When small business owners think of the cutting edge of technology, document transcription doesn't usually come to mind. While some lawyers, doctors and other professionals in related fields still have conversations and client notes transcribed by bonded professionals, most either do their own typing or use speech-to-text software.
But automated tools such as Dragon NaturallySpeaking or Windows Voice Recognition can require editing that makes some users (including myself and folks I've talked to) wonder why they bother with them.
Where there is such consumer pain, there is usually a business opportunity, and one Los Angeles entrepreneur sees one in providing accurate transcription services to small businesses. Raj Pulagala's myMonolog service combines the sound recording applications available on most smart mobile phones with an online transcription marketplace.
The service lets customers post digital recordings on a secure Website on which they can be transcribed and later stored.
"The idea is to open up the closed, hard-to-use transcription process to the larger market," says Pulagala. "I believe that once you get used to getting a fast, high-quality copy of your conversation, it is hard to go back to automated transcription tools."
The service, which I've been testing for the past month or so, features a flat-rate fee structure of $1 per minute of recorded time. But that doesn't necessarily mean it's cheap.
What it is:
myMonolog accepts mobile recordings made from any one of a number of digital sound recording apps, including iProRecorder for iPhone, Voice Recorder for Android, or VR+ lite for BlackBerry. Depending upon which app is used, recordings can be made over the phone, in a conference call or in a live setting. The resulting sound file is then uploaded to the myMonolog marketplace and placed in a queue. Within 24 hours, the recording is transcribed and the resulting text file, along with original audio file, is stored on the Website. Everything can then be downloaded, edited and printed. Billing is done once a week.
Why you might like it:
1. It's easy to use. I found myMonolog to be a well-designed and easy to use way of recording interviews for stories. As advertised, the service accepts most any digital sound file and stores it in a way that makes it easy to track. I was impressed by the ability to approve or reject a transcription for quality. And myMonolog guarantees the work. If you find mistakes, the transcript will be fixed.
2. Quality is high. In the four calls and meetings I transcribed, consisting of nearly 50 minutes of talking, the overall quality of the text file was good. I could check any actual quote I used against the original, and the context of a quote was clear for all to see. myMonolog allows a team to review a conversation, listen again for what clients are asking for and edit the text to ensure clarity. By and large, the service worked as advertised.
Why you might not like it:
1. Integrated mobile apps can take some effort. The sheer number of mobile recording devices out there means there is a large number of different ways to record files. So in some cases the audio standard produced was not supported on myMonolog, which meant files had to be changed from on format to another. That's possible, but a pain.
2. Costs can add up. As affordable as $1 per minute may sound, the costs can add up quickly. Even a short 15-minute meeting is a $15 charge on myMonolog. For critical meetings, the tool makes sense. But unless you're able to have your clients help pay for the cost of the service, you can easily run up bills of several hundred dollars a week.
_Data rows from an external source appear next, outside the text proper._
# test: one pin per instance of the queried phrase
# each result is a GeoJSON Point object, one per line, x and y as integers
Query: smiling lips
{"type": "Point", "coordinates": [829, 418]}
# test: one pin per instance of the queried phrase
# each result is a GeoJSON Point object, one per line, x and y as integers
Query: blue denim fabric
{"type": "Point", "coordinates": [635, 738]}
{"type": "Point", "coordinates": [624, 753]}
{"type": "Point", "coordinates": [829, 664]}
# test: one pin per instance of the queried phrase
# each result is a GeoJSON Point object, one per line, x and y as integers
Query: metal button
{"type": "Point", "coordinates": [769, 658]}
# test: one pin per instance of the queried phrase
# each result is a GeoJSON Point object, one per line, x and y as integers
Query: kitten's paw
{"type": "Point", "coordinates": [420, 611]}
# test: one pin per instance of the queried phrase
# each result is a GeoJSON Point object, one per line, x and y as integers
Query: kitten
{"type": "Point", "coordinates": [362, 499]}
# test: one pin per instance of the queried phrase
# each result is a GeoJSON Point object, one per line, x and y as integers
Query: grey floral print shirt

Tightly-defined laws regulate how recordings can be made. And they vary by state. Be sure you know your local ordinances before you record any conversation. It's serious stuff if you make a recording improperly. And keep in mind, from an evidence perspective, myMonolog recordings can make a terrific narrative of potential legal missteps, which could be used against you in event you overstep the law. So know the rules.
What to do:
myMonolog clearly deserves a spot in the small-business toolbox. It's fast, easy to use and brings high-quality transcription services within reach of even the solo entrepreneur. And for important conversations where the nuance of what was said needs to be carefully evaluated -- such as a big sales pitch or an unhappy client call -- the service provides just the kind of documentation required.
Just be aware that costs for the service can add up quickly and, as with all technology, some tinkering is required.